Webhooks
Webhooks allow you to receive real-time notifications when events occur in MediLoop. Instead of polling the API, webhooks push data to your server as events happen.
Setting Up Webhooks
- Go to the Developer Portal
- Navigate to Webhooks settings
- Add your endpoint URL (must be HTTPS)
- Select the events you want to receive
- Copy your webhook signing secret
Webhook Payload
All webhook payloads follow this structure:
Webhook Payload Structure
json
{
"id": "evt_1234567890",
"event": "notification.delivered",
"timestamp": "2024-01-15T10:00:05Z",
"api_version": "2024-01-01",
"data": {
"notification_id": "notif-550e8400-e29b-41d4",
"notification_number": "NOTIF-20240115-0001",
"channel": "SMS",
"status": "DELIVERED",
"delivered_at": "2024-01-15T10:00:05Z"
}
}Available Events
| Event | Description |
|---|---|
notification.sent | Notification sent to delivery provider |
notification.delivered | Notification confirmed delivered |
notification.failed | Notification delivery failed |
notification.bounced | Email bounced |
appointment.created | New appointment booked |
appointment.cancelled | Appointment cancelled |
appointment.rescheduled | Appointment rescheduled |
appointment.checked_in | Patient checked in |
lab.result_ready | Lab results available |
lab.critical_value | Critical lab value detected |
delivery.status_changed | Delivery status updated |
Verifying Webhook Signatures
All webhooks include a signature header to verify authenticity. Always verify signatures before processing webhook data.
Signature Verification (Python)
python
import hmac
import hashlib
def verify_webhook(payload: str, signature: str, secret: str) -> bool:
"""Verify webhook signature."""
expected = hmac.new(
secret.encode(),
payload.encode(),
hashlib.sha256
).hexdigest()
return hmac.compare_digest(f"sha256={expected}", signature)
# In your webhook handler
@app.post("/webhooks/mediloop")
def handle_webhook(request):
signature = request.headers.get("X-MediLoop-Signature")
payload = request.body.decode()
if not verify_webhook(payload, signature, WEBHOOK_SECRET):
return Response(status=401)
# Process the webhook
data = json.loads(payload)
handle_event(data["event"], data["data"])
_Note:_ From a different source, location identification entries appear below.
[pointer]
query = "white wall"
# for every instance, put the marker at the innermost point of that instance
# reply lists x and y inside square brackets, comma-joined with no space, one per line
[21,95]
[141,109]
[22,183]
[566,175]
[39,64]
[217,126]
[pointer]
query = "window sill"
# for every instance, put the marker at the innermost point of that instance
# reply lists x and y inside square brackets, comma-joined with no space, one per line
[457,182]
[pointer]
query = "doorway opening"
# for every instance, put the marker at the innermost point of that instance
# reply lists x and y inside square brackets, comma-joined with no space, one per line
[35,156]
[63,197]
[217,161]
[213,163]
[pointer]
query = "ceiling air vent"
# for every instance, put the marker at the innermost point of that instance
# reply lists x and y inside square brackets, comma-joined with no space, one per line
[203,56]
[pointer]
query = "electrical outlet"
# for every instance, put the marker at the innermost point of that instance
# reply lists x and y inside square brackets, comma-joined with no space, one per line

return Response(status=200)Signature Verification (Node.js)
javascript
const crypto = require('crypto');
function verifyWebhook(payload, signature, secret) {
const expected = crypto
.createHmac('sha256', secret)
.update(payload)
.digest('hex');
return crypto.timingSafeEqual(
Buffer.from(`sha256=${expected}`),
Buffer.from(signature)
);
}
// Express handler
app.post('/webhooks/mediloop', (req, res) => {
const signature = req.headers['x-mediloop-signature'];
const payload = JSON.stringify(req.body);
if (!verifyWebhook(payload, signature, WEBHOOK_SECRET)) {
return res.status(401).send('Invalid signature');
}
// Process the webhook
handleEvent(req.body.event, req.body.data);
res.status(200).send('OK');
});Responding to Webhooks
Your endpoint must respond within 30 seconds with a 2xx status code:
- 200 OK - Webhook received and processed
- 202 Accepted - Webhook received, will process asynchronously
- Any other status code triggers a retry
Retry Policy
If your endpoint fails to respond or returns an error, we retry with exponential backoff:
| Attempt | Delay |
|---|---|
| 1 | Immediate |
| 2 | 1 minute |
| 3 | 5 minutes |
| 4 | 30 minutes |
| 5 | 2 hours |
| 6 | 8 hours |
After 6 failed attempts, the webhook is marked as failed and no further retries are attempted.
Best Practices
- Respond quickly - Return 200 immediately, process asynchronously
- Handle duplicates - Use the event ID to deduplicate
- Verify signatures - Always verify before processing
- Use HTTPS - Webhook URLs must use HTTPS
- Log events - Keep logs for debugging
- Handle all events - Gracefully ignore unknown event types
Testing Webhooks
You can test webhooks in the Developer Portal:
- Go to Webhooks settings
- Click "Send test event"
- Select an event type
- View the delivery status and response
In sandbox mode, webhooks are delivered immediately after API calls to help with testing.